Owing to this two-way pressure, the outlook of the margins is stable, she said.

For the entire fiscal ended March 2017, the net profit of the bank improved by 5.36% to Rs 10,484 crore as against Rs 9,951 crore in the previous fiscal.

Net Interest Margin (Domestic) declined by 0.16% to 3.11% as on March 2017 from 3.27% at the end of previous fiscal.

However, for the year ended March 2017, SBI's consolidated net profit declined by about 98% to Rs 241.23 crore from Rs 12,224.59 crore at the end of 2015-16 as the banks provisioning for the entire year had increased significantly.

Gross Non Performing Assets for SBI Group increased to 9.04% from 6.40% while net NPAs rose to 5.15% as against 3.73% at the end of March 2016.

Deposits of the bank rose by 18.14% at Rs 20,44,751 crore while advances at Rs 16,27,273 crore at the end of March 2017, registering a growth of 7.80%. 

Retail constituted 22% of the loan amount contributed by auto and home loans.

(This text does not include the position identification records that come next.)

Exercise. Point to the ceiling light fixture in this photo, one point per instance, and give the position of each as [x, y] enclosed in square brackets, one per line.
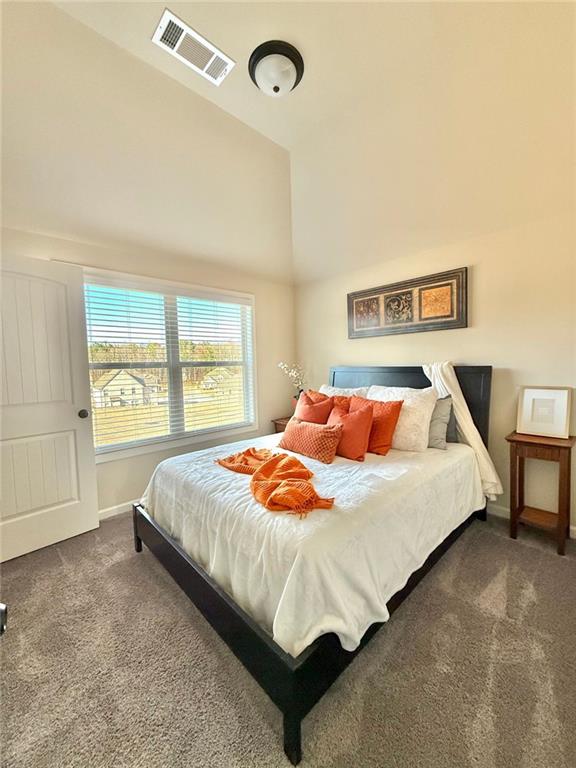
[276, 67]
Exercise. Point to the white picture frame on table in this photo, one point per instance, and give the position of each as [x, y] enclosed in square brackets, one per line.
[544, 411]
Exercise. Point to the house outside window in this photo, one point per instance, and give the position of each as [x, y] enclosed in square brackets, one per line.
[186, 356]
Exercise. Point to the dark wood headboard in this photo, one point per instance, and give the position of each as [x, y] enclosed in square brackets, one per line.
[475, 382]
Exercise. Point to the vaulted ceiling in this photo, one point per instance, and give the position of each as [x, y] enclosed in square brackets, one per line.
[351, 51]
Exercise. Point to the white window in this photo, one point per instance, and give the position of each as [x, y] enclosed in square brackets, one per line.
[185, 354]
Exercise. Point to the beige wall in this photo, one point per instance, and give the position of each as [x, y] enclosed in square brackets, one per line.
[123, 480]
[109, 163]
[100, 147]
[472, 163]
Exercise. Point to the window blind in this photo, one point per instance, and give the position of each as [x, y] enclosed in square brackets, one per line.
[165, 365]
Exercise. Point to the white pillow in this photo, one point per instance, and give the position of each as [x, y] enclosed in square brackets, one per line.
[413, 426]
[325, 389]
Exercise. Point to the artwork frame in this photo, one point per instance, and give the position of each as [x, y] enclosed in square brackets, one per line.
[431, 303]
[544, 411]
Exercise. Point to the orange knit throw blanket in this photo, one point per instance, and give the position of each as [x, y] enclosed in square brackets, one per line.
[279, 482]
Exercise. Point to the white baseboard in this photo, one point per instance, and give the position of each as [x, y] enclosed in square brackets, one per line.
[126, 506]
[499, 511]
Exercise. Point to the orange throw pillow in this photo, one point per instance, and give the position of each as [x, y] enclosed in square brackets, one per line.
[319, 441]
[342, 401]
[385, 418]
[356, 428]
[315, 412]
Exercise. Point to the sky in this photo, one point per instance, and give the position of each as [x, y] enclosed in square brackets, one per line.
[118, 315]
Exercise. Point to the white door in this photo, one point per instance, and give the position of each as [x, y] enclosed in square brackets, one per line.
[48, 482]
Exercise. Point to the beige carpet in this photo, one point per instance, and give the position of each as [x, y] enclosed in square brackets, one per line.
[107, 663]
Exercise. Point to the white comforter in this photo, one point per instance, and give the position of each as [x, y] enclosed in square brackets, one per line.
[334, 570]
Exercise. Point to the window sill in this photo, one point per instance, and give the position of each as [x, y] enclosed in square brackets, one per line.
[168, 445]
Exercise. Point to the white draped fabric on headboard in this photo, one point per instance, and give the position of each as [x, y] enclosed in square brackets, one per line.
[444, 381]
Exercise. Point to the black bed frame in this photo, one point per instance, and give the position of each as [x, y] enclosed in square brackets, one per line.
[296, 684]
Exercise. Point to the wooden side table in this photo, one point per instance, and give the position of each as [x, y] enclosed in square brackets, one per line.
[549, 449]
[280, 424]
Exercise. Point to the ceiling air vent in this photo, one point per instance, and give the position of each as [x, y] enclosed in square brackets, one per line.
[186, 45]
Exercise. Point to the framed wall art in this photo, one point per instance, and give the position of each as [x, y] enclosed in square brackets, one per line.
[432, 303]
[544, 411]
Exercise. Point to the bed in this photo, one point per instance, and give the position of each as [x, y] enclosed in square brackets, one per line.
[297, 600]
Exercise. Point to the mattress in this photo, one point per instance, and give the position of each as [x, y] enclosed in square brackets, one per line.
[334, 570]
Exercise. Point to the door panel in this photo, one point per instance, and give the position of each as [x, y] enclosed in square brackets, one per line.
[48, 490]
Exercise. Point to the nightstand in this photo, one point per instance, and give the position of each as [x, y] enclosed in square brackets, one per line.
[549, 449]
[280, 424]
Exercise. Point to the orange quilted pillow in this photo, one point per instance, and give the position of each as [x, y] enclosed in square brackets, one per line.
[342, 401]
[319, 441]
[385, 418]
[315, 412]
[356, 428]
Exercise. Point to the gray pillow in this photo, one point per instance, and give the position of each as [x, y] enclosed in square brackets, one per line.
[452, 432]
[439, 423]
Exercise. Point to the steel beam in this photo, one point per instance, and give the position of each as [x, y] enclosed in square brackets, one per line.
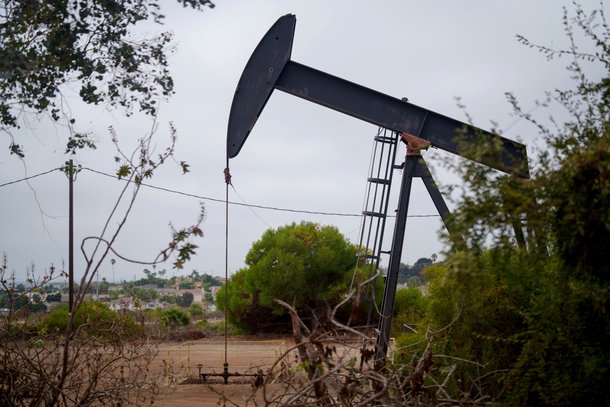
[270, 68]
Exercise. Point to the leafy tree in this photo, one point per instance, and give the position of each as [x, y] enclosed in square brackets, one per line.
[413, 274]
[92, 319]
[45, 45]
[302, 264]
[528, 303]
[196, 310]
[185, 300]
[174, 317]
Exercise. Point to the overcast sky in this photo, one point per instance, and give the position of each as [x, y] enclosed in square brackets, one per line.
[299, 155]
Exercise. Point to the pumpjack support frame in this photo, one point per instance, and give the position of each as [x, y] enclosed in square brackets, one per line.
[270, 68]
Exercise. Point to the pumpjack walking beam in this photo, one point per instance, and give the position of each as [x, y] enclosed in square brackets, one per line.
[270, 67]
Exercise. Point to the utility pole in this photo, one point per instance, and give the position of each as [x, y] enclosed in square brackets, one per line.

Bhattacharya said that the provision coverage ratio (PCR) had been increased from 60.69% to 65.69% to take care of the resolutions which would surface as a result of the merger. The impact on profit would not be much.

The slippages were slowing down, she said adding that the telecom sector was now a cause for concern.

Regarding the subsidiaries, she said that SBI Life IPO would come this fiscal, while its stake in SBI Cards would be raised.